Introduction

Myasthenia gravis (MG) is an autoantibody-mediated autoimmune disease of the neuromuscular junction characterized by muscle weakness and abnormal fatigability. Prevalence rates of around 16 per 100,000 [1] mean all branches of medicine care for patients with myasthenia gravis. One feared complication of myasthenia gravis is a clinical deterioration upon a wide range of reported drugs. While the risk posed by some medications (e.g., quinolones) is well documented [2], conflicting results have been published regarding the exacerbation of myasthenic symptoms following the administration of iodinated contrast agents (ICAs) used for computed tomography (CT) [3, 4].

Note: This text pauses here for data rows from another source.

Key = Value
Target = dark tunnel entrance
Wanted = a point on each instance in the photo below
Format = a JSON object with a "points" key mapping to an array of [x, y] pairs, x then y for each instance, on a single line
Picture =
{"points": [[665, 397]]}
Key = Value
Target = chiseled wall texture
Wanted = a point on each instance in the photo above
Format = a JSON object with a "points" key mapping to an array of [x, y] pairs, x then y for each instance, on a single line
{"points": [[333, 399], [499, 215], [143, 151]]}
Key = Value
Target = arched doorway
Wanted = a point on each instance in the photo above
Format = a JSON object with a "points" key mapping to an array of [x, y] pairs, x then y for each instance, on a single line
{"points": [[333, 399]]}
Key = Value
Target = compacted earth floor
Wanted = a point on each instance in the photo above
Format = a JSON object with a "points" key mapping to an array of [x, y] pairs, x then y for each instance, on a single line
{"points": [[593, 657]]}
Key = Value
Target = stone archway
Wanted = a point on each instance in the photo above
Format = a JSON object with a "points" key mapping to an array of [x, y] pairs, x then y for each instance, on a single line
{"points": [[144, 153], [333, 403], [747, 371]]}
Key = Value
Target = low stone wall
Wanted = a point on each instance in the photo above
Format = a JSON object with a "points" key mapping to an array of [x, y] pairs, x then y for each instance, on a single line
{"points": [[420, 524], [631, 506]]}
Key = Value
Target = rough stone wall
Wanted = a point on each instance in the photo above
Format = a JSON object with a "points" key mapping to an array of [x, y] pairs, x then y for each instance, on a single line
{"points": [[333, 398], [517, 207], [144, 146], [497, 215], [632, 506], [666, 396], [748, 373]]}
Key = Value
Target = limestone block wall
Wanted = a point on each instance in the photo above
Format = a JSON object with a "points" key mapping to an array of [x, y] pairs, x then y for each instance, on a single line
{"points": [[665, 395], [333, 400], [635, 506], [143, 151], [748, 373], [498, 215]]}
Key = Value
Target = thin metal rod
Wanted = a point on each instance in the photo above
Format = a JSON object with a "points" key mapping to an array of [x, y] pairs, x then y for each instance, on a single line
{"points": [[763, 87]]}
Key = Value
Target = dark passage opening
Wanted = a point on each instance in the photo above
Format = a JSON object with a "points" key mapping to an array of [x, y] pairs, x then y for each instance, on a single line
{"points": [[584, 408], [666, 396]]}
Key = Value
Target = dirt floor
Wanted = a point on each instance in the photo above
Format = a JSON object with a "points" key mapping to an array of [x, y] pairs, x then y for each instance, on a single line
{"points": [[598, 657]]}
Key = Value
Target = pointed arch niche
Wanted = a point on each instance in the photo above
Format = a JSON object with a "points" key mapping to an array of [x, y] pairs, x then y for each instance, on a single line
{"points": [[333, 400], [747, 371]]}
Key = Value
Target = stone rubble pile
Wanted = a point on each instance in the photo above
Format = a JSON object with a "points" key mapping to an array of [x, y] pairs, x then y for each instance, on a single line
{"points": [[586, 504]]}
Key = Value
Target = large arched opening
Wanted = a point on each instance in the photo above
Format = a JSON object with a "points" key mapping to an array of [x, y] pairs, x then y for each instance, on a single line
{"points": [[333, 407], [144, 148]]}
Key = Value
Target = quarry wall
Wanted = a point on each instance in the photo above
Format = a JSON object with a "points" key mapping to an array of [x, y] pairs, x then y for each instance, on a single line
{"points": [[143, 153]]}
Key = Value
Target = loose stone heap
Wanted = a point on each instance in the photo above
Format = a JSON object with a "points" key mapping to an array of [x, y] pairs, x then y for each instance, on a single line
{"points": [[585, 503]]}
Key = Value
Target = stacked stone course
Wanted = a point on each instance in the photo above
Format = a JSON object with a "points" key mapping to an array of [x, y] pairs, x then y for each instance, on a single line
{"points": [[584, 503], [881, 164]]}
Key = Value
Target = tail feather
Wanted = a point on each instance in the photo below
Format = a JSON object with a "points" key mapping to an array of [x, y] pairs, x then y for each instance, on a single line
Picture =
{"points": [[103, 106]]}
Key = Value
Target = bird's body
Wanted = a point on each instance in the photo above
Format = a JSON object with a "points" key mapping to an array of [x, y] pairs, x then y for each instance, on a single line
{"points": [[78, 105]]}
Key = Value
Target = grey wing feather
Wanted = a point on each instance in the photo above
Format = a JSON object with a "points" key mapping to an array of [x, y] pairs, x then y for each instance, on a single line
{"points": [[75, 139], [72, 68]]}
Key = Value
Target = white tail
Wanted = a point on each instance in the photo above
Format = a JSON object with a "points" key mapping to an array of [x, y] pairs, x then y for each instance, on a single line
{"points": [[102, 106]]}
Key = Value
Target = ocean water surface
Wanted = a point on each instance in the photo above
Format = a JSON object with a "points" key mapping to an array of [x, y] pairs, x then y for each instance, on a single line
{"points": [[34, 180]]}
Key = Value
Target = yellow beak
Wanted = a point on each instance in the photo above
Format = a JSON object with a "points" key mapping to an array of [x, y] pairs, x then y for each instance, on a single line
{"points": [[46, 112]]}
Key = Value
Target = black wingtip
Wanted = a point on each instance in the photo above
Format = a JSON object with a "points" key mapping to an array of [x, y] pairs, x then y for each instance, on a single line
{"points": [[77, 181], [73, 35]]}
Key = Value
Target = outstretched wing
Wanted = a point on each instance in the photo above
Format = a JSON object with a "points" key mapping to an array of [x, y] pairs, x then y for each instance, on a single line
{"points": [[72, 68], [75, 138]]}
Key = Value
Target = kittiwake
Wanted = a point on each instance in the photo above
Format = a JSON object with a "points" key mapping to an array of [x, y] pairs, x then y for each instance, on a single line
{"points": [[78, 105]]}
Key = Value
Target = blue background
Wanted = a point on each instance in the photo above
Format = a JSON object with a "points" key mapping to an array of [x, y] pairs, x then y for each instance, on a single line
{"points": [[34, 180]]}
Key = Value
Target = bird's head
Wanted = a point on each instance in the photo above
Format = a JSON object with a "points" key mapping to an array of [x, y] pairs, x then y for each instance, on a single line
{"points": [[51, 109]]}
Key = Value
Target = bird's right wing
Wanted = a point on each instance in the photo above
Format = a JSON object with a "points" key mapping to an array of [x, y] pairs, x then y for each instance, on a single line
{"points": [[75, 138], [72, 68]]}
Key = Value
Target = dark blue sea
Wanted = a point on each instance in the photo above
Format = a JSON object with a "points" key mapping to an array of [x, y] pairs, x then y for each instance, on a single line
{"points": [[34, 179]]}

ICAs can be divided by their osmolality. Older substances were of very high osmolality (above 1500 mOsm/L) and are no longer used routinely because of their comparatively high toxicity. Modern ICAs, in contrast, are low-osmolality agents (290–860 mOsm/L) and generally better tolerated [5]. MG-unrelated acute adverse events (e.g., anaphylactoid reactions, contrast-induced nephropathy, or extravasation of contrast agent) were estimated to occur in up to 3% of all patients receiving low-osmolality contrast agents, though only a small fraction of these are classified as severe [6]. Delayed adverse events (predominately cutaneous reactions appearing up to 1 week after administration) are estimated by some to be as high as 14% [7].

Myasthenic crisis following the administration of old, high-osmolality ICAs was initially reported in the 1980s in a number of case reports [8,9,10,11,12,13]. One systematic retrospective study on acute adverse events (within 24 h) associated with high-osmolality agents presented five patients with a subsequent exacerbation of their myasthenic weakness, although in each case, alternative explanations for the deterioration other than ICA administration were possible [14].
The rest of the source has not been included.